You do realise that one of the main goals of communism is the abolition of the monetary system, right?
Kotze
29th August 2010, 12:20
You do realise that one of the main goals of communism is the abolition of the monetary system, right?Abolition of money won't make monopolies disappear. By the way, Marx did not advocate post-scarcity gift economy voodoo bullshit, but non-circulating labour vouchers. To make sure that people receive labour vouchers based on effort and that consumer goods are priced based on effort, a mechanism is needed that deals with monopolies and oligopolies, otherwise you put an unfair burden on those who work in less oligopolistic environments.
Thug Lessons
29th August 2010, 20:41
Abolition of money won't make monopolies disappear. By the way, Marx did not advocate post-scarcity gift economy voodoo bullshit, but non-circulating labour vouchers. To make sure that people receive labour vouchers based on effort and that consumer goods are priced based on effort, a mechanism is needed that deals with monopolies and oligopolies, otherwise you put an unfair burden on those who work in less oligopolistic environments.Good post. By the way, do you happen to remember exactly where Marx suggested this?
Kotze
29th August 2010, 22:55
On the top of my head, Marx mentioned labour vouchers in Kritik des Gothaer Programms and chapter 18 of Kapital II. I believe there were also other instances.

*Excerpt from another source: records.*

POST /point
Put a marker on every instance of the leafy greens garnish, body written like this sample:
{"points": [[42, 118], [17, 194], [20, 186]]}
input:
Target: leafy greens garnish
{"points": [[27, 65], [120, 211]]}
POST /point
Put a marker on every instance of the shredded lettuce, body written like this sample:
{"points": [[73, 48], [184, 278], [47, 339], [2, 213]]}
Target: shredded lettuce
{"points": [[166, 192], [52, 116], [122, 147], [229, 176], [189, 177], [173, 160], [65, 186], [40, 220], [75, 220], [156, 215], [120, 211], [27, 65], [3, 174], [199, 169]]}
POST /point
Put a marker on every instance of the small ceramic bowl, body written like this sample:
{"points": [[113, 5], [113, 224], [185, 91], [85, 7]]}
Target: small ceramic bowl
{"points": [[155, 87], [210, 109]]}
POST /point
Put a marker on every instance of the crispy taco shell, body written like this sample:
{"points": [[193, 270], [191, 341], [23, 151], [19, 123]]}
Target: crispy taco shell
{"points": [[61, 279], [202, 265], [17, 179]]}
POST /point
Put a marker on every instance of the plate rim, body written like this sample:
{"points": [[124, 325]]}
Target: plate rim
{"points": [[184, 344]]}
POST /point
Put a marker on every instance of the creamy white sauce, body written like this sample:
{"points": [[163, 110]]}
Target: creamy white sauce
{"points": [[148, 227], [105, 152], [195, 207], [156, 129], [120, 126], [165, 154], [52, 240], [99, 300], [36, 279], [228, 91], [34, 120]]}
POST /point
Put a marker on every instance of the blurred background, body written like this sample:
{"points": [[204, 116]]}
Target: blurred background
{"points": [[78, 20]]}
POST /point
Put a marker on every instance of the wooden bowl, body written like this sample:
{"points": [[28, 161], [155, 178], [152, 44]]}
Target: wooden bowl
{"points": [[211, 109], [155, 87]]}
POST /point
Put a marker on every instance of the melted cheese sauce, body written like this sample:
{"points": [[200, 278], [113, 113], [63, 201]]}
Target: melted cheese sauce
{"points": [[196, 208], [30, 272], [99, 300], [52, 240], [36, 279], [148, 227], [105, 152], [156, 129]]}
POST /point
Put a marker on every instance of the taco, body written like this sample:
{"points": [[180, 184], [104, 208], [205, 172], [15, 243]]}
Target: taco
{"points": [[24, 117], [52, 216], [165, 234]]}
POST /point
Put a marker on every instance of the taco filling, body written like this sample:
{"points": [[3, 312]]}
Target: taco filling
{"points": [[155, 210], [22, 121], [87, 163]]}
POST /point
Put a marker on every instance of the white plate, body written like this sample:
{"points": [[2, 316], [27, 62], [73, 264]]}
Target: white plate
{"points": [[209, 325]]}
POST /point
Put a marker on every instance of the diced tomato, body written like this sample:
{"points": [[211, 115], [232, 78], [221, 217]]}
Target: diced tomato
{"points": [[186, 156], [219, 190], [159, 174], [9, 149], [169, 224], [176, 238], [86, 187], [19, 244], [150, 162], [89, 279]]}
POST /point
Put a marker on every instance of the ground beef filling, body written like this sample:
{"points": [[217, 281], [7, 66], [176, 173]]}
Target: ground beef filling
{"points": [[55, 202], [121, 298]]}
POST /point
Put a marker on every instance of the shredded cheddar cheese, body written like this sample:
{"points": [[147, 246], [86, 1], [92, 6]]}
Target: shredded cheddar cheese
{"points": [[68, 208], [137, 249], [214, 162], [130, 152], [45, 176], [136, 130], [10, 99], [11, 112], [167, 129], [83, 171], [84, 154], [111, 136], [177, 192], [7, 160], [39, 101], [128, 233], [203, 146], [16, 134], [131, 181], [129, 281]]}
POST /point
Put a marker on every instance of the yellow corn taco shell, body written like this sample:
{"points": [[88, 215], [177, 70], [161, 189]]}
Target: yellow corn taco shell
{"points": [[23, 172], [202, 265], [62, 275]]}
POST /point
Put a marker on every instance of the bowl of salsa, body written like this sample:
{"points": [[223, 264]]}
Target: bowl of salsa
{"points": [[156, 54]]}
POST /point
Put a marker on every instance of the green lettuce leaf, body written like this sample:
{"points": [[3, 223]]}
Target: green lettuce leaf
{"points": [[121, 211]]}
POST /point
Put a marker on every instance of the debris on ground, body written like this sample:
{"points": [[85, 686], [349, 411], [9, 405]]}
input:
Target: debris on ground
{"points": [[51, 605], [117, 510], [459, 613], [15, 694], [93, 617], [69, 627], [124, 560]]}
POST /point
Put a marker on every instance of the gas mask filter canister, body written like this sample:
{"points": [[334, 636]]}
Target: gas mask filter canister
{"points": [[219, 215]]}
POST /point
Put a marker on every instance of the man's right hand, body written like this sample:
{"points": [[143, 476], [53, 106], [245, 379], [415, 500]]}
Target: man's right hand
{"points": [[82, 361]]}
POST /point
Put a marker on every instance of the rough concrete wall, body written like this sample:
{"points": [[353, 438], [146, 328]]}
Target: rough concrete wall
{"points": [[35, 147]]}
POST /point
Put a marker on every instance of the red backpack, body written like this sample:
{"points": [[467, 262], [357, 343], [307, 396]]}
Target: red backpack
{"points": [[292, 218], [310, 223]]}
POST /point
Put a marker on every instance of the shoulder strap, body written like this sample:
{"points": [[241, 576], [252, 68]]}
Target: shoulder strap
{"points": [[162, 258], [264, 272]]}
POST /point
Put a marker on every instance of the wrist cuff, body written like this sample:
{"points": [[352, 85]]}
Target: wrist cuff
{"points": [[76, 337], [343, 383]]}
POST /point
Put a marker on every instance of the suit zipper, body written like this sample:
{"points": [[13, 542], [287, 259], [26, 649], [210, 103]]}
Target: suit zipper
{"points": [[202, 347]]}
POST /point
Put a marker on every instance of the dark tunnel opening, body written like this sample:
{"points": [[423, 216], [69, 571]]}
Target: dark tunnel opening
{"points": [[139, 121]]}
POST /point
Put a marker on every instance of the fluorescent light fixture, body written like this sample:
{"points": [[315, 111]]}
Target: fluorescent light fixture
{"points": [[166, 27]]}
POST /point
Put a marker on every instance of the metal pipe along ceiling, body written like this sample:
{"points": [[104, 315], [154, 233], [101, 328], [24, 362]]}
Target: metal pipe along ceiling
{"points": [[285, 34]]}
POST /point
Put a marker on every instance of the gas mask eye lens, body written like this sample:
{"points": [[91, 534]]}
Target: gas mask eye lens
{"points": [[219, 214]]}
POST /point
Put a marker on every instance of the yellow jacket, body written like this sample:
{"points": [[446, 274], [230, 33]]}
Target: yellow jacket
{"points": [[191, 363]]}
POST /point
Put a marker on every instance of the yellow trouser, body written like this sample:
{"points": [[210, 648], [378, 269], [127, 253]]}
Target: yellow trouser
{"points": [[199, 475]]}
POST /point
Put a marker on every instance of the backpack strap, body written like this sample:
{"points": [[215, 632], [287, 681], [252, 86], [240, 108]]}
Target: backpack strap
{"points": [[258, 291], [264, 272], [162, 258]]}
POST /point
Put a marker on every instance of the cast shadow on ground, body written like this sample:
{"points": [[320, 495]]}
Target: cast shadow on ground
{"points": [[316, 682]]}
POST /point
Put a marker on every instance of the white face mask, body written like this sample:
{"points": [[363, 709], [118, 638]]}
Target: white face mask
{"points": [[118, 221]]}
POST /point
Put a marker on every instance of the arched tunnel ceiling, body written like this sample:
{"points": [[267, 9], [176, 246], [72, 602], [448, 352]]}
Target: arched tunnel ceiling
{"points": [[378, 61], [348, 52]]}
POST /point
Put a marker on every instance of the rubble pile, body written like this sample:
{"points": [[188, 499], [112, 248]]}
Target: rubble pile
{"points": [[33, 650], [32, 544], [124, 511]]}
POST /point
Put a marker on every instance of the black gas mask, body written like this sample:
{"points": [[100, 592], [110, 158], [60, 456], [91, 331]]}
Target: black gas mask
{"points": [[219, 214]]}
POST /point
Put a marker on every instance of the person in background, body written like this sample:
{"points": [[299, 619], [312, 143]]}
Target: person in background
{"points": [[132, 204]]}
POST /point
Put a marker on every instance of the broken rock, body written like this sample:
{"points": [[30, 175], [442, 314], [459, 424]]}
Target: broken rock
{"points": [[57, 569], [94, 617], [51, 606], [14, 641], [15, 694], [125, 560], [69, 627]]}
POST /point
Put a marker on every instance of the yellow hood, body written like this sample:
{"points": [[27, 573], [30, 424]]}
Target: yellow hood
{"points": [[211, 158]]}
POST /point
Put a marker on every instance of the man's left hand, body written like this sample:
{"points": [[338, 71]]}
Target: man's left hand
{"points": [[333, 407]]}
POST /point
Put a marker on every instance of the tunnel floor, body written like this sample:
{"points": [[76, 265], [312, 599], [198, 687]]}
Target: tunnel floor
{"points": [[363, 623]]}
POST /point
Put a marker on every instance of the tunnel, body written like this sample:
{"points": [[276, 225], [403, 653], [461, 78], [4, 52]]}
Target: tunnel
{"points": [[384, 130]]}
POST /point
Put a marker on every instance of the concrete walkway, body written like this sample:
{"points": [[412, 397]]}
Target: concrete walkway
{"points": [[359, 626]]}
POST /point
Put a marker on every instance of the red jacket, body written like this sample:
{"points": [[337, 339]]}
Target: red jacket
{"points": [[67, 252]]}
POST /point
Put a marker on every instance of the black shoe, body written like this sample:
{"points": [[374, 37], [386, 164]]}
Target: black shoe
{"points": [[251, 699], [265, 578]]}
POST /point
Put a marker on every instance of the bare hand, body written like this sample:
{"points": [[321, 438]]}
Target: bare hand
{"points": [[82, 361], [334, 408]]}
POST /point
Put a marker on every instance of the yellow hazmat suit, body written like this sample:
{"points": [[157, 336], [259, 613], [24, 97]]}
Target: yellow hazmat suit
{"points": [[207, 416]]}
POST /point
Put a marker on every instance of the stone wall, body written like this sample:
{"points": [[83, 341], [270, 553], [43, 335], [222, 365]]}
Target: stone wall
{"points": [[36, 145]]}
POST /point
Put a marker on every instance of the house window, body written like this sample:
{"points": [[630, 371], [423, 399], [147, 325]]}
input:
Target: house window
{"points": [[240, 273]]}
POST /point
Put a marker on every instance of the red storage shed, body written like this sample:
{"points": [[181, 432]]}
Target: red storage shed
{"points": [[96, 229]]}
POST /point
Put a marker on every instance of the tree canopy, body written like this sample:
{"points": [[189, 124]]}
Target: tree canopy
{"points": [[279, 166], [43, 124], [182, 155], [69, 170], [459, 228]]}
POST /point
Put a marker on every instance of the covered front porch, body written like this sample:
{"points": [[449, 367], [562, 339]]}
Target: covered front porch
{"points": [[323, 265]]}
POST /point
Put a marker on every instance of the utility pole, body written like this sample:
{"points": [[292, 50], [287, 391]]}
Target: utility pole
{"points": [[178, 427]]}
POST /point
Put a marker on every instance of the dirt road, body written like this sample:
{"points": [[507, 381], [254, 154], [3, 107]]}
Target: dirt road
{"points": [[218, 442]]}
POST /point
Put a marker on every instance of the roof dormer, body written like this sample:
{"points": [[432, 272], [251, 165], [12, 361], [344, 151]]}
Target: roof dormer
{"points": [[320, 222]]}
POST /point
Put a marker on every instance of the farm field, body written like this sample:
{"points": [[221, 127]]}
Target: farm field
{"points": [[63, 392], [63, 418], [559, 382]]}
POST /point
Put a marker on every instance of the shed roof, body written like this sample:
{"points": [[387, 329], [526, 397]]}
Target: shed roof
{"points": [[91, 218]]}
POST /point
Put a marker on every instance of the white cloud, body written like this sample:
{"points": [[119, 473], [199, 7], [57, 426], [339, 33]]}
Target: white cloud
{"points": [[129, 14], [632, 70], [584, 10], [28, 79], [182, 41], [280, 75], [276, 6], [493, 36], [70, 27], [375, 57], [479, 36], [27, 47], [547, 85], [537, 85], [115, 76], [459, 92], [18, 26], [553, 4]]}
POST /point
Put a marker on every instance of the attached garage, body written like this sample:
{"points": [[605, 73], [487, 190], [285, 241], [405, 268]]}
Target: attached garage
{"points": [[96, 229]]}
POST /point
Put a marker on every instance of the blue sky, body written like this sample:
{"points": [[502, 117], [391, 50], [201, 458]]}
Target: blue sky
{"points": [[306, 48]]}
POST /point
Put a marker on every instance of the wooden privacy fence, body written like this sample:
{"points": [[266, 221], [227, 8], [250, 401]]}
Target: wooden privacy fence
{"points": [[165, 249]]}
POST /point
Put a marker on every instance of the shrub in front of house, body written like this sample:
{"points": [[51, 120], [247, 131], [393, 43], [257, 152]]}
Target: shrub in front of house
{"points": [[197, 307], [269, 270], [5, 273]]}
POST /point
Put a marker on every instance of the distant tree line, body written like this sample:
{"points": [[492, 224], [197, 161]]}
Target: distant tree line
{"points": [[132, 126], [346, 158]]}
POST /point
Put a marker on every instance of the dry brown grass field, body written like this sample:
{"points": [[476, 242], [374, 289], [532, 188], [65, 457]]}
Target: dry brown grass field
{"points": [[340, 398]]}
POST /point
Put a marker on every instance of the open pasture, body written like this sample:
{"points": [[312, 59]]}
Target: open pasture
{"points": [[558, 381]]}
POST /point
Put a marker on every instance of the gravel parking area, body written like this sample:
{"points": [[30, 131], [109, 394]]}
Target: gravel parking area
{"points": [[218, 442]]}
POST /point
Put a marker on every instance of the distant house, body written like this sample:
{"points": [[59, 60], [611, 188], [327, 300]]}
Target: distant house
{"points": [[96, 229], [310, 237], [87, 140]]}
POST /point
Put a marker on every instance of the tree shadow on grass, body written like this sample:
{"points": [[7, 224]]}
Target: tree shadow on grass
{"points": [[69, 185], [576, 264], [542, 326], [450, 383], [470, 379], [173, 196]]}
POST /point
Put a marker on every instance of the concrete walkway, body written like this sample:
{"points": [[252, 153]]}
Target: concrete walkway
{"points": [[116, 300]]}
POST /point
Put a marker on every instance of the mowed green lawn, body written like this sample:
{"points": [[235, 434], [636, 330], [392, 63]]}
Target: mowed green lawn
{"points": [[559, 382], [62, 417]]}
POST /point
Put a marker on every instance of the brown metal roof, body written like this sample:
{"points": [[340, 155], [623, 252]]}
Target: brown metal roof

In the case of socialised production the money-capital is eliminated. Society distributes labour-power and means of production to the different branches of production. The producers may, for all it matters, receive paper vouchers entitling them to withdraw from the social supplies of consumer goods a quantity corresponding to their labour-time. These vouchers are not money. They do not circulate.
He receives a certificate from society that he has furnished such-and-such an amount of labor (after deducting his labor for the common funds); and with this certificate, he draws from the social stock of means of consumption as much as the same amount of labor cost. The same amount of labor which he has given to society in one form, he receives back in another.
Here, obviously, the same principle prevails as that which regulates the exchange of commodities, as far as this is exchange of equal values. Content and form are changed, because under the altered circumstances no one can give anything except his labor, and because, on the other hand, nothing can pass to the ownership of individuals, except individual means of consumption. But as far as the distribution of the latter among the individual producers is concerned, the same principle prevails as in the exchange of commodity equivalents: a given amount of labor in one form is exchanged for an equal amount of labor in another form.